M = np.load('M.npz')
a = csr_matrix((M['data'], M['indices'], M['indptr']), shape=M['shape'])
t = perf_counter()
b, c = eigsh(a, M=LinearOperator(shape=a.shape, matvec=mv, dtype=np.float64),
             sigma=5, k=50, which='SA', tol=1e1, mode='cayley')
print(perf_counter() - t)
print(np.sort(-5 * (1 + b) / (1 - b)))

Опять же, не знаю, если это правильно, но определенно отличается от ранее.

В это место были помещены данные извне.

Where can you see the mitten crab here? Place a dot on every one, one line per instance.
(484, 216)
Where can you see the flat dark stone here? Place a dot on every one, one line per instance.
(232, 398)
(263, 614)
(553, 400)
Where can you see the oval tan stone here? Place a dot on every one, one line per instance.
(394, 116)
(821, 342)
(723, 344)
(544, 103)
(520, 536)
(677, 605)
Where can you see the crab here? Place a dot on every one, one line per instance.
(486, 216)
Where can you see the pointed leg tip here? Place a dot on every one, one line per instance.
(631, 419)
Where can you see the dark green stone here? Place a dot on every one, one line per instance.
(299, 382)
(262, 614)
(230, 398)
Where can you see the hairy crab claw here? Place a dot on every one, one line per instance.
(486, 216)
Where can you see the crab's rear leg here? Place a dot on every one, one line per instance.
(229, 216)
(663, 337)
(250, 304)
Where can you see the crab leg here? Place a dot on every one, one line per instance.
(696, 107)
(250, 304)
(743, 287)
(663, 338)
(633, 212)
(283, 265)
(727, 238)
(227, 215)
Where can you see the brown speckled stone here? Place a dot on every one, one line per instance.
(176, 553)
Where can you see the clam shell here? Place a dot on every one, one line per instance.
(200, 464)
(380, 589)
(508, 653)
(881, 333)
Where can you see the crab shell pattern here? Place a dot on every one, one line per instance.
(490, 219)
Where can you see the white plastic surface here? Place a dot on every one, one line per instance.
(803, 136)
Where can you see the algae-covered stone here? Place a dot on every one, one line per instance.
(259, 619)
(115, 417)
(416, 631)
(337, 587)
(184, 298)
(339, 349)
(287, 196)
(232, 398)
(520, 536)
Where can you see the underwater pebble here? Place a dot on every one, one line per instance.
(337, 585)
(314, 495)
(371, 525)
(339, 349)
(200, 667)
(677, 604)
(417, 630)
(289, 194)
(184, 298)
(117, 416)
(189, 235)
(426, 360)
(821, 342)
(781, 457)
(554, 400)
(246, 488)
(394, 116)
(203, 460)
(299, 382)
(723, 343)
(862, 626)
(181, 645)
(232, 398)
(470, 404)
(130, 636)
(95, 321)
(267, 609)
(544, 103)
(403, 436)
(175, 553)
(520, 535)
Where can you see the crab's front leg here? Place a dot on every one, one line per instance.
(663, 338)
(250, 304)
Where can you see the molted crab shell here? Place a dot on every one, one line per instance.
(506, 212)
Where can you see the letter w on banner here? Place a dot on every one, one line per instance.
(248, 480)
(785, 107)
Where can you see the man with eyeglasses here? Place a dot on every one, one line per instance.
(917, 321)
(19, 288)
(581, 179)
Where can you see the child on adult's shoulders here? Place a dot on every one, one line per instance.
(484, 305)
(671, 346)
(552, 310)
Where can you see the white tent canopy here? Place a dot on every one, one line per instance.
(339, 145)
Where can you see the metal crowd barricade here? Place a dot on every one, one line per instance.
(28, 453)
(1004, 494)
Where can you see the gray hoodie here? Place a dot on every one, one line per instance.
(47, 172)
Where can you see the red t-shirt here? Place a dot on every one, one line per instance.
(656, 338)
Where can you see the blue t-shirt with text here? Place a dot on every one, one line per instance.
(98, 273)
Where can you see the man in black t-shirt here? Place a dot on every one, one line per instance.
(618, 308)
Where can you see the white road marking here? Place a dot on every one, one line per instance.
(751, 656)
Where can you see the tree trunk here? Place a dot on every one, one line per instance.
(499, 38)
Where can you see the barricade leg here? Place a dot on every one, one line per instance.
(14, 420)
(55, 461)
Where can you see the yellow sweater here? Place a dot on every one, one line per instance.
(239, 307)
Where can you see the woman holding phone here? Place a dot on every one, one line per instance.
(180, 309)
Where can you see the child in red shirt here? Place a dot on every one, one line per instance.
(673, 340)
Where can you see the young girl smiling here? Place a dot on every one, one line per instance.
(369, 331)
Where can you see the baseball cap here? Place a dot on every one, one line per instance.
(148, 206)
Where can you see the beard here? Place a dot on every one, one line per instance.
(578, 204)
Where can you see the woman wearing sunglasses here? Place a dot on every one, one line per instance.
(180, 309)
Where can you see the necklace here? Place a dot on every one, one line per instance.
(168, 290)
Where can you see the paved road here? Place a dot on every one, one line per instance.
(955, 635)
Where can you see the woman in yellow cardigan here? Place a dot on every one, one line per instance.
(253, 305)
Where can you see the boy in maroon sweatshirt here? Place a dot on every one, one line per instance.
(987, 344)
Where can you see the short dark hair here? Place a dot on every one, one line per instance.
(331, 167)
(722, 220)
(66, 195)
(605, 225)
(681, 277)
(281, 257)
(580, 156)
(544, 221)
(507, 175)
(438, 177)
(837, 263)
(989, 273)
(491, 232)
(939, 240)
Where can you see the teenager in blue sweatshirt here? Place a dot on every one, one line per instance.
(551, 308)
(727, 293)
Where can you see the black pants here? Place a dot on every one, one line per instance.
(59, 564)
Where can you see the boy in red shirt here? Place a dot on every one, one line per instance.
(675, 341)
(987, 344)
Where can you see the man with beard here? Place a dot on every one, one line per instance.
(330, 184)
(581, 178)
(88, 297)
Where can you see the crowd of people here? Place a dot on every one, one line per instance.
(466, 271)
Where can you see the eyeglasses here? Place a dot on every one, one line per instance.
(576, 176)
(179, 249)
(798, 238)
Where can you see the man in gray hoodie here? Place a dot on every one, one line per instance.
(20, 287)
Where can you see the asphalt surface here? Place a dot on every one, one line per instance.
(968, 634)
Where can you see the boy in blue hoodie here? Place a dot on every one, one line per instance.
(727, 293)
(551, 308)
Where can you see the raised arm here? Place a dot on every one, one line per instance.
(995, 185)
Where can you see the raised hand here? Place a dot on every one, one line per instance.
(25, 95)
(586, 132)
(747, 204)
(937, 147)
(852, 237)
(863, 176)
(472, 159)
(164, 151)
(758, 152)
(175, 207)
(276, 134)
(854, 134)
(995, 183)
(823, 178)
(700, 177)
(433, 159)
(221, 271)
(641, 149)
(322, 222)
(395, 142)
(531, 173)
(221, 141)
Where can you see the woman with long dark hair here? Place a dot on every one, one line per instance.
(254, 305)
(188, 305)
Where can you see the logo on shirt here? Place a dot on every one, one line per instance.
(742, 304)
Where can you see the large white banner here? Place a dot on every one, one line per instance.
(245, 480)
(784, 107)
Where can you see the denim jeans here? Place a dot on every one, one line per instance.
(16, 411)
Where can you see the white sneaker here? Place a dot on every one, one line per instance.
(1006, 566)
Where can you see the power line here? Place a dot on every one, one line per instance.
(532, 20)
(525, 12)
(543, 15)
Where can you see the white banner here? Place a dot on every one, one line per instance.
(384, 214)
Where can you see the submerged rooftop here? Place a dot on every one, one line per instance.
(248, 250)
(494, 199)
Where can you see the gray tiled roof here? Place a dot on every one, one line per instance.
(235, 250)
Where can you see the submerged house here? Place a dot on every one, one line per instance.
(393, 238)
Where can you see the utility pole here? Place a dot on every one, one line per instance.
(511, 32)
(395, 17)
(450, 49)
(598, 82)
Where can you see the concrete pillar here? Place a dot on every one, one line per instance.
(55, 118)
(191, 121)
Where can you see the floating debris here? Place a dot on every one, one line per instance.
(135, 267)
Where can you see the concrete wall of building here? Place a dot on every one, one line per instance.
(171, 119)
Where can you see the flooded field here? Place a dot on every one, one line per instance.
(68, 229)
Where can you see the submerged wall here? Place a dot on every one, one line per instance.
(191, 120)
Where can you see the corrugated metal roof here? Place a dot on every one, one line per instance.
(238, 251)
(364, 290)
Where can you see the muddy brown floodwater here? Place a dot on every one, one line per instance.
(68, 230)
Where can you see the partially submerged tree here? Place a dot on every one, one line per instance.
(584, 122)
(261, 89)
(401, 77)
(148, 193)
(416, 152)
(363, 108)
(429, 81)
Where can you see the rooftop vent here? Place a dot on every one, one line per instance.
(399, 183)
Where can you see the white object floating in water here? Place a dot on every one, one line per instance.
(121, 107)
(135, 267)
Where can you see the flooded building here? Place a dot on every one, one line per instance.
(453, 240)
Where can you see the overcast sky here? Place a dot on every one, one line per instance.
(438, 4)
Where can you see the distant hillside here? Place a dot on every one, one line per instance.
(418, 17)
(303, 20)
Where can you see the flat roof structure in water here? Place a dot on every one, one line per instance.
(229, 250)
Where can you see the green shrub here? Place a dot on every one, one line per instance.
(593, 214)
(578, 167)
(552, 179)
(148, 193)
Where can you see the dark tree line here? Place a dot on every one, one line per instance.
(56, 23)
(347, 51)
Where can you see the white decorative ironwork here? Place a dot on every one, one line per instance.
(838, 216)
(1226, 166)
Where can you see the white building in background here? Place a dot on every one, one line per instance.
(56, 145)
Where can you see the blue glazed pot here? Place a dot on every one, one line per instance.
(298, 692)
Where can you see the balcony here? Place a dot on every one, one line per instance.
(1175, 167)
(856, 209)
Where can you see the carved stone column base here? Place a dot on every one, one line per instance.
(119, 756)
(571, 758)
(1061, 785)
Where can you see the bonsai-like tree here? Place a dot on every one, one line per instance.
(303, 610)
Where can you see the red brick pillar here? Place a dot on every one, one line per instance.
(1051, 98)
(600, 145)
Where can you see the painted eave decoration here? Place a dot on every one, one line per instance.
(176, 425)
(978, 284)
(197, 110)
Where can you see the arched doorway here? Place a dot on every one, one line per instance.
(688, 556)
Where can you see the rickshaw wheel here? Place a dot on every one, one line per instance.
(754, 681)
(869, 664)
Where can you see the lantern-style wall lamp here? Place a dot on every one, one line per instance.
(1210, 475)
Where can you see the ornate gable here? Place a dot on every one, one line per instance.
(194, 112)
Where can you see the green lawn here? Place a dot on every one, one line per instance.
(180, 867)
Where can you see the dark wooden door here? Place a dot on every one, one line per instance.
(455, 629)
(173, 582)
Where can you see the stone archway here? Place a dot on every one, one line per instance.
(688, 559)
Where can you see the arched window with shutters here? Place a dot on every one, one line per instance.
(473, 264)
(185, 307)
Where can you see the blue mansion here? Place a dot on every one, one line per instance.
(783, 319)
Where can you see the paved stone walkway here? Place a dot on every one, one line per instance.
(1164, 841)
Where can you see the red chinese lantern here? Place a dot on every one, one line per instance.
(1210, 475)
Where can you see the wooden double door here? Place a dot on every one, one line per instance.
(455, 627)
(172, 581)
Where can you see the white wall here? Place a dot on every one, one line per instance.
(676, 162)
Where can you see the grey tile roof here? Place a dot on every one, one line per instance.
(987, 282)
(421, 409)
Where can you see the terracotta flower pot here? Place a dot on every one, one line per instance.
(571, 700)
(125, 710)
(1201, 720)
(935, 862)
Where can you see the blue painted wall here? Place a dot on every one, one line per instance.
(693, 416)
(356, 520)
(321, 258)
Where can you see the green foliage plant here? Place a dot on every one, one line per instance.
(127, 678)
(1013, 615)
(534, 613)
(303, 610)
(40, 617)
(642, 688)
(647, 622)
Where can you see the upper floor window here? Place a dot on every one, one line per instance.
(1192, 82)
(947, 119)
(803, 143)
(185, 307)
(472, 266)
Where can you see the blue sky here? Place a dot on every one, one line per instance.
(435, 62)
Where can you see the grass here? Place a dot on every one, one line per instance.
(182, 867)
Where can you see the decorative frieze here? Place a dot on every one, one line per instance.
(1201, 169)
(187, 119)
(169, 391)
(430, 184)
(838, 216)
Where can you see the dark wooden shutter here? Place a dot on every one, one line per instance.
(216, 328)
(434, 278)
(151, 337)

Было бы замечательно, если бы кто-то из Сципи сделал свой вклад.

1.4079377939924598
[3.34420263 3.47938816 3.53019328 3.57981026 3.60457277 3.63996294
 3.66791416 3.68391585 3.69223712 3.7082205  3.7496456  3.76170023
 3.76923989 3.80811939 3.81337342 3.82848729 3.84137264 3.85648208
 3.88110869 3.91286153 3.9271108  3.94444577 3.97580798 3.98868207
 4.01677424 4.04341426 4.05915855 4.08910692 4.12238969 4.15283192
 4.16871081 4.1990492  4.21792125 4.24509036 4.26892806 4.29603036
 4.32282475 4.35839271 4.37934257 4.40343219 4.42782208 4.4477206
 4.47635849 4.51594603 4.54294049 4.56689989 4.58804775 4.59919363
 4.63700551 4.66638214]

Спасибо за ваш вклад и отзывы. Я попробовал некоторые вещи, чтобы дать достойный ответ на ваши вопросы. 1. Моя задача - найти k наименьших собственных значений / векторов. Поэтому подход с использованием sigma = 0 даже приведен в документации SciPy: docs.scipy.org/doc/scipy/reference/tutorial/arpack.html 2. Я опробовал еще несколько вариантов, которые я отредактировал в исходном вопросе. 3. Как я понимаю, документальные фильмы о Octave и SciPy, eigs (M, 6,0) и k = 6, simga = 0 должны быть одинаковыми.
Spacekiller23

4. Поскольку моя матрица действительна и квадратна, я подумал, что между SA и SM не должно быть никаких различий, но это очевидно, по крайней мере, в вычислениях. Я здесь не на том пути? В целом это означает больше вопросов, но никаких реальных ответов или решений от меня.
Spacekiller23
Используя наш сайт, вы подтверждаете, что прочитали и поняли нашу Политику в отношении файлов cookie и Политику конфиденциальности.
Licensed under cc by-sa 3.0 with attribution required.